Medien : Ein Karnickel für uns alle

Warum ein Harald Schmidt die ganze Fernsehforschung ersetzen kann

Die Zuschauer, sagen die deutschen Fernsehsender, sind unser Ein und Alles. Das ist nicht die ganze Wahrheit. Wir sind Karnickel für die, Fernsehkarnickel. In den Labors der Sender wird Tag für Tag die Mohrrüben-Forschung vorangetrieben. Wie nur muss die Programm-Mohrrübe beschaffen sein, damit sie dem Karnickel auch schmeckt. Nach dem Food-Design kommt der praktische Härtetest: Ausgewählten Fernsehkarnickeln wird in hochverfeinerten Friss-oder-Stirb-Simulationen, „Screenings“ geheißen, die neuste Mohrrüben-Kreation hingehalten. Und siehe da, das Test-Karnickel frisst, oder es frisst nicht. Die Sender reiben sich die Hände, ganz sicher sind sie sich, sie kennen doch ihre Karnickel wie andere ihre Westentasche.

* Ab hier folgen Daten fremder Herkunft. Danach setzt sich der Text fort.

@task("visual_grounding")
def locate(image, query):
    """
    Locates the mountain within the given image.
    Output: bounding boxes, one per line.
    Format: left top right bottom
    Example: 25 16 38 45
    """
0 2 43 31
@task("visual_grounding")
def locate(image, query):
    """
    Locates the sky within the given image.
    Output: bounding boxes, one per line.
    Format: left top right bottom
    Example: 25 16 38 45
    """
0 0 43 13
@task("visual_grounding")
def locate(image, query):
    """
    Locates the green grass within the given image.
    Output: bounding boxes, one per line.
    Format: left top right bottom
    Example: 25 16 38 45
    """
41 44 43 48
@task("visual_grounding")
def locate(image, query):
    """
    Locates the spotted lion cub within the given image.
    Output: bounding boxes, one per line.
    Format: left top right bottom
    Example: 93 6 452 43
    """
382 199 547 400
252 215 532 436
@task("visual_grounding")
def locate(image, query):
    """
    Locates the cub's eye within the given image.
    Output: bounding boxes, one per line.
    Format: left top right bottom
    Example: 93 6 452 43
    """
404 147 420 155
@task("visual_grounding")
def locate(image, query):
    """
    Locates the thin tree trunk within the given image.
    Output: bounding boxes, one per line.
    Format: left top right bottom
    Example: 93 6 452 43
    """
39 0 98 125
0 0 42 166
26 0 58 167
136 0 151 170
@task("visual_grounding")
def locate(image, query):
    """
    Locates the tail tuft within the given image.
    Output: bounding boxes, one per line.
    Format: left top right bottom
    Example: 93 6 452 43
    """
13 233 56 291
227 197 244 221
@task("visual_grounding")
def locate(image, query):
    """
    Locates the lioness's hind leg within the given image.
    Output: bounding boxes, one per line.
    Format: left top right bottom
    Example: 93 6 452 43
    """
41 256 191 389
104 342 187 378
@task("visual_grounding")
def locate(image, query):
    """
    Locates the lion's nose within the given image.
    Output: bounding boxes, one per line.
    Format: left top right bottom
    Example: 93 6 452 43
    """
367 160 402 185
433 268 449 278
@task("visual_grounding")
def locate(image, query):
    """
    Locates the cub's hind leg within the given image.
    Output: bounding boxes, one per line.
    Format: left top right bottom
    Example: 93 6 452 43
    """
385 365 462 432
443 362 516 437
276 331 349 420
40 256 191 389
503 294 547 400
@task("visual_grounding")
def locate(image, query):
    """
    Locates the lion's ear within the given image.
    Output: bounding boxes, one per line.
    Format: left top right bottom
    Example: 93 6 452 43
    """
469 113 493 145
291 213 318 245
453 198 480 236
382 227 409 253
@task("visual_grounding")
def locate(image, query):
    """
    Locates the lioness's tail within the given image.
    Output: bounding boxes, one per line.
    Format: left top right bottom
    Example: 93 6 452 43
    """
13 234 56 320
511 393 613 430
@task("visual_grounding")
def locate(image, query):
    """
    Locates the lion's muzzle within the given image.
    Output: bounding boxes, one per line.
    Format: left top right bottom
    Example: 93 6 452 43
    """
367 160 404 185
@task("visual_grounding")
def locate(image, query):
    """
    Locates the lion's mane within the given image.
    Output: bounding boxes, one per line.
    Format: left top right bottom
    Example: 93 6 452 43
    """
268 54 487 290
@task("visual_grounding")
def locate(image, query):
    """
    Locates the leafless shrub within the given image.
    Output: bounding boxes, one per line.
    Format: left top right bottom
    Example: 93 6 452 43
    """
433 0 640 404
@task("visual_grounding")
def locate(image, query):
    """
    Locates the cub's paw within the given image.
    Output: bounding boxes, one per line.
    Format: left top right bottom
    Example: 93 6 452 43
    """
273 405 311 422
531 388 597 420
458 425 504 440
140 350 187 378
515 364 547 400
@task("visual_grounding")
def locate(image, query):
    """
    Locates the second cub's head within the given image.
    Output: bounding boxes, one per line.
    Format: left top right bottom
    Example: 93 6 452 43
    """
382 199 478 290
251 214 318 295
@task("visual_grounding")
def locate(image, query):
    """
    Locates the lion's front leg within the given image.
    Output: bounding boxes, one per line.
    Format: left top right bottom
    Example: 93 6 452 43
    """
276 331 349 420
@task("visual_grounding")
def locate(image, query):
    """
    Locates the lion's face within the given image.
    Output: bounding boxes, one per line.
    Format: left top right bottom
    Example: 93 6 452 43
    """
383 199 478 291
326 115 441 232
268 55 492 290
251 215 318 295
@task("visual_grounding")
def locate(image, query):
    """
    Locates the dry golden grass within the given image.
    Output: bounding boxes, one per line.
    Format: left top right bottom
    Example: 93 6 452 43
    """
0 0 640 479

Der Mohrrüben-Abverkauf kann beginnen.

Denkt man. 2004 Jahr bot sehr heftige Dementis der Fernsehkarnickel-Forschung: „Hire or Fire“, „Fear Factor“, „Kämpf um Deine Frau!“, „Einsatz täglich – Polizisten ermitteln“, „Für Dich tu ich alles“, privat und öffentlich-rechtlich reihte sich Flop an Flop. Ein Mohrrüben-Fabrikant, Pro 7 nämlich, haut noch toller daneben. Die Doku-Soap „Mein neuer Freund“ mit Christian Ulmen hätte dem Publikum am Montag um 21 Uhr 15 schmecken müssen. Hat auch, aber zu wenigen Karnickeln. Pro 7 war so empört, dass gleich die ganze Partie mit den Christian-Ulmen-Mohrrüben vernichtet werden sollte.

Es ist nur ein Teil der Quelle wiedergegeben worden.